Lois Trimble had already worked in banking and in the school system. She was looking for a job after she moved to Richmond in 1984 and a friend recommended that she apply at the clerk’s office.
For both, those applications led to long careers at the Clark Circuit Clerk’s Office.
Thursday, both Smith and Trimble retired with a total of 66 years of experience in the clerk’s office — 37 and a half for Smith and 24 and a half for Trimble.
“It’s like losing a member of the family,” Clark Circuit Clerk Paula Joslin said during a reception Thursday at Holly Rood. “We spend more time with (each other) than our families. We’ve been through a lot with each other personally and we’ll miss them.”

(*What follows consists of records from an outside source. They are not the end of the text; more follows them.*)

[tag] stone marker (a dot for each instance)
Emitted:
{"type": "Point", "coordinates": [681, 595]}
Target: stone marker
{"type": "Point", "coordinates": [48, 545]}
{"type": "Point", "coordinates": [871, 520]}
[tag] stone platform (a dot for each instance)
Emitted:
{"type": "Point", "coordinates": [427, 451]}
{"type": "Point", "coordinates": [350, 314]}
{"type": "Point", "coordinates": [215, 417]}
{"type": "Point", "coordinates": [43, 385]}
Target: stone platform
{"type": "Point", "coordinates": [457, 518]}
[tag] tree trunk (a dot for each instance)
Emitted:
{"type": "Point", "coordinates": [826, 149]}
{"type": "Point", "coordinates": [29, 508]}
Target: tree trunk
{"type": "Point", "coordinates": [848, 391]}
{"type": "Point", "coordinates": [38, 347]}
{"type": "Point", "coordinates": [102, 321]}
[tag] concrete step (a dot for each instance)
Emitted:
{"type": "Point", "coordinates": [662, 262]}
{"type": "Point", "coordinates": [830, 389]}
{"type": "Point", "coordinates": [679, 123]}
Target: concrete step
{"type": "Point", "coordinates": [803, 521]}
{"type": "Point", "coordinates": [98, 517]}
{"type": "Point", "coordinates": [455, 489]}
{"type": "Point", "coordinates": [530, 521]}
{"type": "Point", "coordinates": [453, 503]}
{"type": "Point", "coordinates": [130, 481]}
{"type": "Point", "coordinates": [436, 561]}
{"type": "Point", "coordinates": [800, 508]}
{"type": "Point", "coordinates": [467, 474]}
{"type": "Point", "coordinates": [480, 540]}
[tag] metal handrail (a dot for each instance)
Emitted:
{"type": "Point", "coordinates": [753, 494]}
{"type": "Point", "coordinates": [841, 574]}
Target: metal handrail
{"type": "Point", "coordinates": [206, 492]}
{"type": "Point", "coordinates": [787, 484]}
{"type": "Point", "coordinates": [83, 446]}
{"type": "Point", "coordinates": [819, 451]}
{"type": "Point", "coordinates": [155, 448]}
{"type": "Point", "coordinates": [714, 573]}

Trimble said she was hired to work in the circuit division handling civil cases, and that’s where she stayed. She said she was asked several times if she wanted to do something else within the office, but she always declined because she was happy doing the work.
There was change, as the judges came and went. Through her years, Trimble counted only five circuit judges, including the current judges Jean Chenault Logue and William Clouse.
In contrast, Smith couldn’t count definitively now many judges she worked with. There were more than a dozen, including police judges and county judges plus many district judges. Through those years, there were only three county attorneys: Bob Rose, Gardner Wagers and Brian Thomas, she said.
Smith wound up specializing in criminal matters in district court, though it was not where she began in 1978.
“In the beginning, we all did a little of everything,” Smith said. “Then we specialized a little bit after a while.”
One of the biggest changes came in 1978 when the city and county courts merged and became district court, which handles misdemeanor criminal cases, those involving juveniles, probates and small claims cases. Smith and then deputy circuit clerk Paula Joslin were two of the original four deputies.
That change happened state-wide, but Smith said Clark County was usually one of the first to try any new program that came along.
“We were always the ones developing for new programs,” Smith said. “Our office was the pilot.”
The other big change came in 1989 when computers entered the office. Prior to that, Joslin said they relied on carbon paper and one copier, which was located in another office of the courthouse.
“When I¿first went to work in 1984, we typed on a typewriter (and prepared everything) in duplicate,” Trimble said. “It’s made the work a lot easier.”
Computers were the start as other technological changes came through the years including better and better recording systems in the court rooms. They recently added document scanners and projectors in the circuit courtroom.
While technology helps, much of the job is about working with people. That can be both the most stressful and the most rewarding parts of the job, Trimble said.
“When there’s people who need help and there’s nothing you can do for them” it gets frustrating, she said.
Both said they are excited to find out what retirement holds. For Smith, that means more time with her family and enjoying retirement.
Trimble said she has no definite plans.
“I’m excited. I think I’m ready for it,” she told one person during the reception Thursday.